Expert: Paul Klarreich - 5/30/2008

Question
If a, b, and c form an aritmetic sequence, show that the equation(b-c)x^2+(c-a)x+(a-b)=0 has equal roots.  I tried plugging it into the discriminant but the question got really messy and I think i messed something up.  Can you help.

Answer
Questioner:   Patrick
Category:  Advanced Math
Private:  No
 
Subject:  Sequence
Question:  If a, b, and c form an aritmetic sequence, show that the equation(b-c)x^2+(c-a)x+(a-b)=0 has equal roots AND FIND WHAT THEY ARE?  

>> They didn't ask that?  Boy, do they let you off easy.

I tried plugging it into the discriminant but the question got really messy and I think i messed something up.  Can you help
....................................................
Hi, Patrick,

Remember how terms of a G.S. have a common ratio?  Terms of an A.S. have a common difference, which I will call Z. (I would like to use d, but...)

So if a,b,c are an A.S, then
b - a = c - b = Z, the common difference.

a - b = -Z,  b - c = -Z as well.

and

c - a = twice the c.d. = 2Z.

Here is your equation:

(b-c)x^2+(c-a)x+(a-b)=0

Let's use A,B,C for the quadratic coefficients, because we have a,b,c already.

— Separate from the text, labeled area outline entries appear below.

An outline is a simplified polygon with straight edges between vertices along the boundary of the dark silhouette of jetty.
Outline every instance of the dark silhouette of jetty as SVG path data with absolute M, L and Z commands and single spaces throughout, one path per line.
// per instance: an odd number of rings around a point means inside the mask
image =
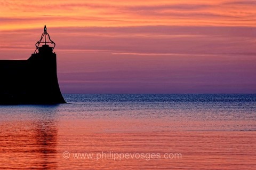
M 66 103 L 58 82 L 55 45 L 45 26 L 28 60 L 0 60 L 0 104 Z

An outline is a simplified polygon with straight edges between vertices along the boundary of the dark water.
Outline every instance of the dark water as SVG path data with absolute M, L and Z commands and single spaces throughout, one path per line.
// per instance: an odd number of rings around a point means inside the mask
M 0 106 L 0 169 L 256 169 L 256 94 L 63 96 Z

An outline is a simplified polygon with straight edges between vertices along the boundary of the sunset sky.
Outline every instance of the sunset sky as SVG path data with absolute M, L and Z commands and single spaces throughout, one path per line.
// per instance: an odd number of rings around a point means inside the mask
M 2 0 L 0 59 L 28 58 L 46 25 L 63 93 L 256 93 L 255 9 L 254 0 Z

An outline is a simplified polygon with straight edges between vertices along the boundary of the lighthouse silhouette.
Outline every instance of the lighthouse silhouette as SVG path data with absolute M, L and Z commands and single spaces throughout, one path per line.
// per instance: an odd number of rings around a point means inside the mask
M 55 44 L 46 26 L 27 60 L 0 60 L 0 104 L 66 103 L 59 86 Z

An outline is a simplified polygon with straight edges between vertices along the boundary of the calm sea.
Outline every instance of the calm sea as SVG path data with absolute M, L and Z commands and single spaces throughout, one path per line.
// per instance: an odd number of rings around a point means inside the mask
M 256 169 L 256 94 L 63 96 L 0 106 L 0 169 Z

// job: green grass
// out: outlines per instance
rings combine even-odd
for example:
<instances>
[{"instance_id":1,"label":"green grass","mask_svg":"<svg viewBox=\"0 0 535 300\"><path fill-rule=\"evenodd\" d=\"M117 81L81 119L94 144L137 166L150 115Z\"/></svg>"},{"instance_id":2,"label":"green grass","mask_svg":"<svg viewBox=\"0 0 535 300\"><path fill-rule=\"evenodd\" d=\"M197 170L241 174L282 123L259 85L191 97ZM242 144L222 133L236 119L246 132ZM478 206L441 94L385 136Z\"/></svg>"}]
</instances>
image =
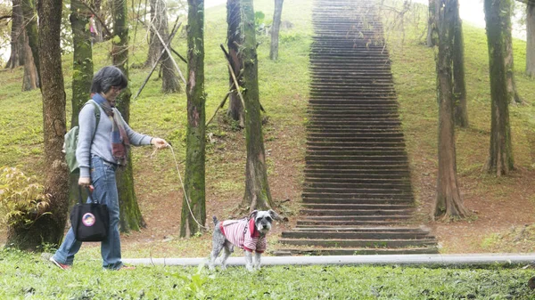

The discriminant is  B^2 - 4AC, which should be zero for equal roots. (I assume you looked that fact up already.)

That is:

(c-a)^2 - 4(b-c)(a-b)

(2Z)^2 - 4(-Z)(-Z)

4Z^2 - 4Z^2 = 0

That wasn't so bad, was it?

Don't like using the discriminant?  Try this:  Let's solve the equation for x:

(b-c)x^2+(c-a)x+(a-b)=0

(-Z)x^2+(2Z)x+(-Z)=0  << put in the c.d.

-Zx^2 + 2Zx - Z = 0  << remove ()

-x^2 + 2x - 1 = 0   << divide out the Z.

x^2 - 2x + 1 = 0  << switch signs.

(x - 1)^2 = 0   << factor

x = 1 and x = 1.  There you are -- equal roots.